Ligand Tunability of Emergent Non-collinear Magnetism in Cu-based Layered Hybrid Perovskites

Transition metal based layered organic-inorganic hybrid perovskites (OIHPs) exhibit diverse magnetic phenomena, yet the atomistic origin of magnetism in this class of materials remains elusive after decades of study. In this work, we demonstrate a striking ligand tunable magnetism in two new quasi-2D OIHPs (C₇H₉NBr)₂CuX₄ (C₇H₉NBr = 4-Bromobenzylammonium = A, X = Cl, Br) from comprehensive magnetic measurements and provide its microscopic understanding supported by ab initio DFT calculations.
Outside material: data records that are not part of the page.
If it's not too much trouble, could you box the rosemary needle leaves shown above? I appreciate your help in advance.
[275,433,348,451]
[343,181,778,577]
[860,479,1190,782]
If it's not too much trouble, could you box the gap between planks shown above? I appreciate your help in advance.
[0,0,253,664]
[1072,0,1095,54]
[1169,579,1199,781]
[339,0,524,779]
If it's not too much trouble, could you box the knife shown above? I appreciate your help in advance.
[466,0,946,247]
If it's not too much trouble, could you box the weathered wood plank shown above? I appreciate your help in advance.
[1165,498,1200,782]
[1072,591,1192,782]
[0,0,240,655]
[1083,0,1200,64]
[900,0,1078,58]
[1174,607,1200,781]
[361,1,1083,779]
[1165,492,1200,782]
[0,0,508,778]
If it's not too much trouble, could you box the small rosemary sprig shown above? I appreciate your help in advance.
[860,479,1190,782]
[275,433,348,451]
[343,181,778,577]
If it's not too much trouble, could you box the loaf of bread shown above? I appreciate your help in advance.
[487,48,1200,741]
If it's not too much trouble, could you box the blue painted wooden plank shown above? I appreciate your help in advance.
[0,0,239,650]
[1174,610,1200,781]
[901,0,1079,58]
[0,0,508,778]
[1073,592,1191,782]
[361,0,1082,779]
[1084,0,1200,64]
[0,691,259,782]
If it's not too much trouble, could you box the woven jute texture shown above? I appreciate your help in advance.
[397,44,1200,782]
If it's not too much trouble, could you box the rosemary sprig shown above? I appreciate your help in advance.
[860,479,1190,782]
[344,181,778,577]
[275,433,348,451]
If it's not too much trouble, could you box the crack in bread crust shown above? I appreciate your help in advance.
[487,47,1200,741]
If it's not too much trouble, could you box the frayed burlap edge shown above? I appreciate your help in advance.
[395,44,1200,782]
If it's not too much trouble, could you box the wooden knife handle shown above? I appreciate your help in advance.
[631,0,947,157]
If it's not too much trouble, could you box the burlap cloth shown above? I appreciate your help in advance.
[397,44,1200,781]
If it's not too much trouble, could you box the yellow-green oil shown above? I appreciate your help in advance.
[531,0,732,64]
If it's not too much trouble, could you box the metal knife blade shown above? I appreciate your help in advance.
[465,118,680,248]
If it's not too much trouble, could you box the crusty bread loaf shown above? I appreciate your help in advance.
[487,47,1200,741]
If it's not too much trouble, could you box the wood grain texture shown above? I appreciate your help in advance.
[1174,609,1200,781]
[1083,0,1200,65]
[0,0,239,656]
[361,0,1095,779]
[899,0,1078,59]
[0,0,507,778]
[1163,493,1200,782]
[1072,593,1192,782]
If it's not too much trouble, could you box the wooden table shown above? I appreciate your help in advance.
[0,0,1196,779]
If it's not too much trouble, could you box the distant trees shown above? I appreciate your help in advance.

Despite being isostructural and having easy plane magnetocrystalline anisotropy (MCA), the Cl and Br analogs exhibit contrasting magnetic response. While A₂CuCl₄ shows an in-plane ferromagnetic and out-of-plane antiferromagnetic like response, A₂CuBr₄ follows the reverse trend. The origin of this intriguing behavior is argued to stem from the presence of Dzyaloshinskii-Moriya interaction (DMI) which is effectively quantified by employing spin spiral calculations. Based on the competition between DMI and MCA, we propose a canted and a transverse conical spiral spin structure for A₂CuCl₄ and A₂CuBr₄ respectively, which captures the observed magnetic response. Our study provides a framework to understand the occurrence of non-collinear magnetism and its ligand tunability in this class of OIHPs.